I’m experiencing serious performance problems when calling
glTexSubImage2D() with width or height = 1 to copy a thin rectangular
region on a texture (just a vertical or horizontal line) (running under windows xp)
Tried glTexSubImage1D() already?
From my experiences using glReadPixels() and glTexSubImage2D(), both had a fairly constant execution time, whether I was reading 10,000 or 100 pixels (especially noticed this in glReadPixels) so perhaps there’s a constant overhead associated with the call that’s causing the just copying 1 row over to seem slow for the amount of data that must be sent.
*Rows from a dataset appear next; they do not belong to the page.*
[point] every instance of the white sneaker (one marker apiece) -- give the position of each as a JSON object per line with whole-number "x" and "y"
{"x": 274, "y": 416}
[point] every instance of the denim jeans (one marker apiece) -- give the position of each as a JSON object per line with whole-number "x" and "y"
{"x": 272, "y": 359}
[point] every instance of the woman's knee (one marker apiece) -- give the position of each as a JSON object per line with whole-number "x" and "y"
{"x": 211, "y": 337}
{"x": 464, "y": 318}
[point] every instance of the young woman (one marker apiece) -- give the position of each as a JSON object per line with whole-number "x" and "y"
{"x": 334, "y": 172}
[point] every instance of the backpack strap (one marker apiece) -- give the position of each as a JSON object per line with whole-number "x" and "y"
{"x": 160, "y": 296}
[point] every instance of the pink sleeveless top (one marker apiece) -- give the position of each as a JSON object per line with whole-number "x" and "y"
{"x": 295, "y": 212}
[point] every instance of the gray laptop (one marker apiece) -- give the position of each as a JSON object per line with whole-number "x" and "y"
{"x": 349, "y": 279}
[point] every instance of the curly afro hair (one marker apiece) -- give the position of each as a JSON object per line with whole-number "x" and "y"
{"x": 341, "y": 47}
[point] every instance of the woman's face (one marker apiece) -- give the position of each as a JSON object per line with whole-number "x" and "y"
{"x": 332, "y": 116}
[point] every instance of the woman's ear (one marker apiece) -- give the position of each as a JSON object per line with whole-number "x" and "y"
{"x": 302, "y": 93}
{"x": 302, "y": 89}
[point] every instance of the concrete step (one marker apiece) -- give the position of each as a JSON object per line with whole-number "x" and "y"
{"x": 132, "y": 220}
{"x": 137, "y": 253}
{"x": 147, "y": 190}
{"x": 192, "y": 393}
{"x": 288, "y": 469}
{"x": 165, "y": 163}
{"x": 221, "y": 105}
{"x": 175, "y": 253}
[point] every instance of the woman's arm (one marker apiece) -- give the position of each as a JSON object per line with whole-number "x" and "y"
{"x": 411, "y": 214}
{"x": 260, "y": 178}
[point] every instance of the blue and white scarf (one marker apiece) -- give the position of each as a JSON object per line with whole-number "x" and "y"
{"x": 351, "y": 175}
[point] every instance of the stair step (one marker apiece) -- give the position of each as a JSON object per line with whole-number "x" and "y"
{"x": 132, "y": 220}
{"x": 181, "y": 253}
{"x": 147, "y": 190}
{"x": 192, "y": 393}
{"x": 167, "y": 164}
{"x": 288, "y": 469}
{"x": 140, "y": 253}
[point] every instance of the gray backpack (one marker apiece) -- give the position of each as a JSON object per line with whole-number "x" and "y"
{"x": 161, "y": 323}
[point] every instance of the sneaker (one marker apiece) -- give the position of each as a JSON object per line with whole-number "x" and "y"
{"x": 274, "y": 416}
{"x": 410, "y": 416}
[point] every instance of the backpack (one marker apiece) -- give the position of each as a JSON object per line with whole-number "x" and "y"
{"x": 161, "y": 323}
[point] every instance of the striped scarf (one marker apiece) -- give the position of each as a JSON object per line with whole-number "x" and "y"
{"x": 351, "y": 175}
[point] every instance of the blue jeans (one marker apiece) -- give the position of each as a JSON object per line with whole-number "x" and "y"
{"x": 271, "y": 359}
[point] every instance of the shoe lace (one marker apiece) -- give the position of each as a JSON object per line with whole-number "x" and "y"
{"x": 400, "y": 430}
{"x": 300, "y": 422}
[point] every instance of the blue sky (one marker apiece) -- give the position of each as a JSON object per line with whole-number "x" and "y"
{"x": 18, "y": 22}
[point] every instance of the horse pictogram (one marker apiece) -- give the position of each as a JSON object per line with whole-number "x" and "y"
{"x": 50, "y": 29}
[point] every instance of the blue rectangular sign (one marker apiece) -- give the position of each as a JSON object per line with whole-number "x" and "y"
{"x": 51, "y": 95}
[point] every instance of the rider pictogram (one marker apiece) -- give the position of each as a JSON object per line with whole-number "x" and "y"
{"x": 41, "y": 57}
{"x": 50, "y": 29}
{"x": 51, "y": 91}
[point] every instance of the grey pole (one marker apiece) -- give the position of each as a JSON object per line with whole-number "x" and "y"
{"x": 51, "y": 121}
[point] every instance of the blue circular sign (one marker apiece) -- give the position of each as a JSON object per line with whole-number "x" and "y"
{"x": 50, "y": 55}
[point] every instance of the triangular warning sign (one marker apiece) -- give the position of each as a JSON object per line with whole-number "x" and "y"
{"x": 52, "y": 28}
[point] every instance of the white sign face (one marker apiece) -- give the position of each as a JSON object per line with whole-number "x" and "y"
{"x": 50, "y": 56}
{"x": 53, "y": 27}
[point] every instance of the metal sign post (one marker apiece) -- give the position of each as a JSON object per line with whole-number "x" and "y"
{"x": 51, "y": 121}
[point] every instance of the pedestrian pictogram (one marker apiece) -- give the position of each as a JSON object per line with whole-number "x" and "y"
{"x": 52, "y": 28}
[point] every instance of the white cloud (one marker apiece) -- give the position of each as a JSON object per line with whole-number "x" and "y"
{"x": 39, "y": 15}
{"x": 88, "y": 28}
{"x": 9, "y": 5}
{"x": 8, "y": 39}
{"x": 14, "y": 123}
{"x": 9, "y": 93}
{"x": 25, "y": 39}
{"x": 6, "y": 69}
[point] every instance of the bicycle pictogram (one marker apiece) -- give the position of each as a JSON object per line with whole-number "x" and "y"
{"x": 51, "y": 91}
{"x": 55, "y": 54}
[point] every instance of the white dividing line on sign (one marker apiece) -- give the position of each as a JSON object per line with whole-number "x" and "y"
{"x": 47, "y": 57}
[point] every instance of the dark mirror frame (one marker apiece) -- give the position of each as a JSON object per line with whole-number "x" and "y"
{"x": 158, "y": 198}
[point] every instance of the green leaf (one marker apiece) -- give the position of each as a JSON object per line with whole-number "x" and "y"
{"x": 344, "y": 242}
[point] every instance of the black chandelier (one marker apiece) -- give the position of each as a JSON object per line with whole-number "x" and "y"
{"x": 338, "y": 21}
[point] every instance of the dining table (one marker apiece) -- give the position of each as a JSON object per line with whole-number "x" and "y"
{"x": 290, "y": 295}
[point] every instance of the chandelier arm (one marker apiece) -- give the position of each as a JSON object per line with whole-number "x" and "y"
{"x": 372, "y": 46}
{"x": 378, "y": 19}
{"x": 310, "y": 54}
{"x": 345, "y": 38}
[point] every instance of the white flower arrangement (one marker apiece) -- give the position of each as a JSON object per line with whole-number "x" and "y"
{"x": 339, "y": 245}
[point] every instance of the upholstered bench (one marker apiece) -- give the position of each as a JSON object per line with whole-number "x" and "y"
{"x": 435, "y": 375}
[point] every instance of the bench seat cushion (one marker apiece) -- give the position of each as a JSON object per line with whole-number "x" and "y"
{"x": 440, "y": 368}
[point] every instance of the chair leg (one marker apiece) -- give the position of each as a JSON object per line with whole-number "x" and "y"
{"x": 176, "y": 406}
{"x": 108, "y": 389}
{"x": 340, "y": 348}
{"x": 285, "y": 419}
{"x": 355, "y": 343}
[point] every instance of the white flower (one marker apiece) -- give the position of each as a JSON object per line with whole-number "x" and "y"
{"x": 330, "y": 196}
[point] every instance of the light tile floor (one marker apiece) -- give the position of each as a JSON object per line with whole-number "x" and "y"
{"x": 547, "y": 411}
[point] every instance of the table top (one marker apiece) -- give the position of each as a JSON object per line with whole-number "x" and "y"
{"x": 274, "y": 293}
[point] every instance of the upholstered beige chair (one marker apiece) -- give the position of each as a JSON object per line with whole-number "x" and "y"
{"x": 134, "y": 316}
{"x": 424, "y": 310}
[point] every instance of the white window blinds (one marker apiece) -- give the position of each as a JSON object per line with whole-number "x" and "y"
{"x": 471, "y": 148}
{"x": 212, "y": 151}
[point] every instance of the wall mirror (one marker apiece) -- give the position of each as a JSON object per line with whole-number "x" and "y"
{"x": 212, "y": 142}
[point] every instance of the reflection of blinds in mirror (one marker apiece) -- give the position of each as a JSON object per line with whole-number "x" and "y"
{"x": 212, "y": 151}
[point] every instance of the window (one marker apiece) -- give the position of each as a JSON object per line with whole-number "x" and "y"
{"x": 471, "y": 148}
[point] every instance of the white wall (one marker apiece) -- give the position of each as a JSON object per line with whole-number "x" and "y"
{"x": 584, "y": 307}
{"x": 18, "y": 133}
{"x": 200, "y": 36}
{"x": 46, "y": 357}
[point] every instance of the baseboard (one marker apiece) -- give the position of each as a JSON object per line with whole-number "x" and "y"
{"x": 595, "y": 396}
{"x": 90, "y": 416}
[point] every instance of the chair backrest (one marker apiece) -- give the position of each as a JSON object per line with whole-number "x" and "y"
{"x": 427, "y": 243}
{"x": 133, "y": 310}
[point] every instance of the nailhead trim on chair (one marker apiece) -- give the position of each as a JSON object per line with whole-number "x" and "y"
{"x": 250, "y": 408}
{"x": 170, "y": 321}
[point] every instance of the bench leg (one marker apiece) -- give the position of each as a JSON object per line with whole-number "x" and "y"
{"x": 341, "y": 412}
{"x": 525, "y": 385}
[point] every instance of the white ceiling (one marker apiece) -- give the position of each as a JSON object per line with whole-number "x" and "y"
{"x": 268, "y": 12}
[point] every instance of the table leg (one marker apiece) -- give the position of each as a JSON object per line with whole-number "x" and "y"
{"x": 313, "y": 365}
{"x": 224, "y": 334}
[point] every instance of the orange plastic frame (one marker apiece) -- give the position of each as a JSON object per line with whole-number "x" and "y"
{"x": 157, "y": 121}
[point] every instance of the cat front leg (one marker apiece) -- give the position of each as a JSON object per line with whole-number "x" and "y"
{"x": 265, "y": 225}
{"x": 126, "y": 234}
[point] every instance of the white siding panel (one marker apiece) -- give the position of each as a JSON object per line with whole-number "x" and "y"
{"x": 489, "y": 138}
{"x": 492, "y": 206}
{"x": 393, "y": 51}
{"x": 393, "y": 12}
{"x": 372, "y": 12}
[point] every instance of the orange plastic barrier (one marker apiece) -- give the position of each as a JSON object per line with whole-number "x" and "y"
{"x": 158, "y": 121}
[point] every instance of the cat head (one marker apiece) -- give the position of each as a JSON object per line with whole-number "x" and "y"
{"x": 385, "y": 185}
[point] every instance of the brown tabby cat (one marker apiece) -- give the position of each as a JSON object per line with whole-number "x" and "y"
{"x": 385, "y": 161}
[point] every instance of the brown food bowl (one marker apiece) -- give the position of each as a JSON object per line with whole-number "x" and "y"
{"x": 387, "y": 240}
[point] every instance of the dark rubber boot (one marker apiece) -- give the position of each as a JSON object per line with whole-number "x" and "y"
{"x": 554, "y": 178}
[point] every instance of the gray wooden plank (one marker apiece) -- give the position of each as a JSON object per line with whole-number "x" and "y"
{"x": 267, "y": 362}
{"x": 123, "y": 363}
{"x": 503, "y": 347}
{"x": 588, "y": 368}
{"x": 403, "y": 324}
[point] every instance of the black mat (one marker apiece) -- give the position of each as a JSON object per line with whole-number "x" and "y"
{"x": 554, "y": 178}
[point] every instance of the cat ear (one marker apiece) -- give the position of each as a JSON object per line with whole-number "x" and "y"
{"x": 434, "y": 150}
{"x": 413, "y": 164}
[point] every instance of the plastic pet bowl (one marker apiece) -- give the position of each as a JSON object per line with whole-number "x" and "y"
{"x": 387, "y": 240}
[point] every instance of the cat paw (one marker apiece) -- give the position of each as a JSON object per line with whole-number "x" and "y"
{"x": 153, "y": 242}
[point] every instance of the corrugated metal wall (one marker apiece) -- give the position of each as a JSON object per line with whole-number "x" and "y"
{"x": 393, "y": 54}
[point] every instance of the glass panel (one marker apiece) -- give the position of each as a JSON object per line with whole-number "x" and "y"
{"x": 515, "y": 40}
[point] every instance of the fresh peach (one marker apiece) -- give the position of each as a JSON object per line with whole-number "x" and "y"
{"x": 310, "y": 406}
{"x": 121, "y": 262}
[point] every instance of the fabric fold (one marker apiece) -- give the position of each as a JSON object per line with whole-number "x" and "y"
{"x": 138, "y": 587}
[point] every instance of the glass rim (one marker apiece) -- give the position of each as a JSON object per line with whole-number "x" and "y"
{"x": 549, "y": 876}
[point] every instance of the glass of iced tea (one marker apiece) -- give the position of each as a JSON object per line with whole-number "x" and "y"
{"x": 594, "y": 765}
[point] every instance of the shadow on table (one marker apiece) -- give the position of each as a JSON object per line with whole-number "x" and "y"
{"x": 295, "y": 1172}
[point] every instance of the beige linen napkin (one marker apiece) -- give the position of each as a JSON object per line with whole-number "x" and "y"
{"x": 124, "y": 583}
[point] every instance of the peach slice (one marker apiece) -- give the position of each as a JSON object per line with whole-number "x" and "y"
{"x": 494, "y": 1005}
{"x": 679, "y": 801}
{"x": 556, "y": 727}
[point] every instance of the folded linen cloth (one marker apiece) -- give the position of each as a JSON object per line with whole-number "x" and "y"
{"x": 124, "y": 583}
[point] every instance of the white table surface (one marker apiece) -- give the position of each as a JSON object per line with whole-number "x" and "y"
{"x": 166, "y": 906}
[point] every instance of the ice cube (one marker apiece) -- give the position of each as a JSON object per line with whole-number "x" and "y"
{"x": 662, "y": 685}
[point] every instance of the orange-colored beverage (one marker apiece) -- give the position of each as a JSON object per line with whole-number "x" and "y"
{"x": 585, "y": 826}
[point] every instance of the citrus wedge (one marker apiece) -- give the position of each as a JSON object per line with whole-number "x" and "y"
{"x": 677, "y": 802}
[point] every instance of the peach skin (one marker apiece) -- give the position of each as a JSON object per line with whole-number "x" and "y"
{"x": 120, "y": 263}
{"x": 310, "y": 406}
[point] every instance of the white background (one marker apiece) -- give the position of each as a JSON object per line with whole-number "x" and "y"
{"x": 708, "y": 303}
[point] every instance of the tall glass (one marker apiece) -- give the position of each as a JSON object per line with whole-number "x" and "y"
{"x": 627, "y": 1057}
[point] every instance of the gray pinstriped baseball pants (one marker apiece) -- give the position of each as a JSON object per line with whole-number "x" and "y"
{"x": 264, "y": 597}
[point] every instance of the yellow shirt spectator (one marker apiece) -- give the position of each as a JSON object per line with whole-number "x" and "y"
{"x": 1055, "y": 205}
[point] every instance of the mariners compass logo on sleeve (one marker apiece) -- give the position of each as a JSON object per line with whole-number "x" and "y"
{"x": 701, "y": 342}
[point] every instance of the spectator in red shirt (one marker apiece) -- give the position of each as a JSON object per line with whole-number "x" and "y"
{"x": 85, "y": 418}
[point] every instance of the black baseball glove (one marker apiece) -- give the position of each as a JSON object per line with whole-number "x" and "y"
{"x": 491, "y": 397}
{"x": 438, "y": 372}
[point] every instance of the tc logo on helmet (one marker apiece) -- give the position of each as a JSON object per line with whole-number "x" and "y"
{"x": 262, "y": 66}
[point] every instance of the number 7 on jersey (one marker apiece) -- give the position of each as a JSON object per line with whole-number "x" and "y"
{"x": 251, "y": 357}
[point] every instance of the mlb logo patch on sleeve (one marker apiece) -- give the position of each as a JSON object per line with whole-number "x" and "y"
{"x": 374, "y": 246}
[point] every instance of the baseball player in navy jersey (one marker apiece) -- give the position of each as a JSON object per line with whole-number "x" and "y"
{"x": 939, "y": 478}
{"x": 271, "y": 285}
The hardware usually does a single block lookup (e.g. 16x16 ) although your pixel shader only contains a single textureXXX call. The block is then used for a fragment (some pixel in a small region). Therefore you have to expect slow downs, if your projected vertices are not next to each other or you access the texels sequentially (=linear as you did) or ‘randomly’ (that’s even worse)…
OK, I will try the glTexSubImage1D() method - (but I still think there’s be a bug in glTexSubImage2D() for width=1 or height=1, since my CPU load is approx. ten times higher than using width=2 or height = 2. I’m just updating a small line of a larger texture, which is the displayed as a simple, rectangular image.)
I’d be interested to hear more about what sort of performance issues you have, does it actually take longer to do a 1 by x, than a 2 by x? Also are you certain that it’s both width = 1 and the height = 1 cases, if it was just one of those I’d have an almost certain cause but it would be unlikely to cause a problem in both cases.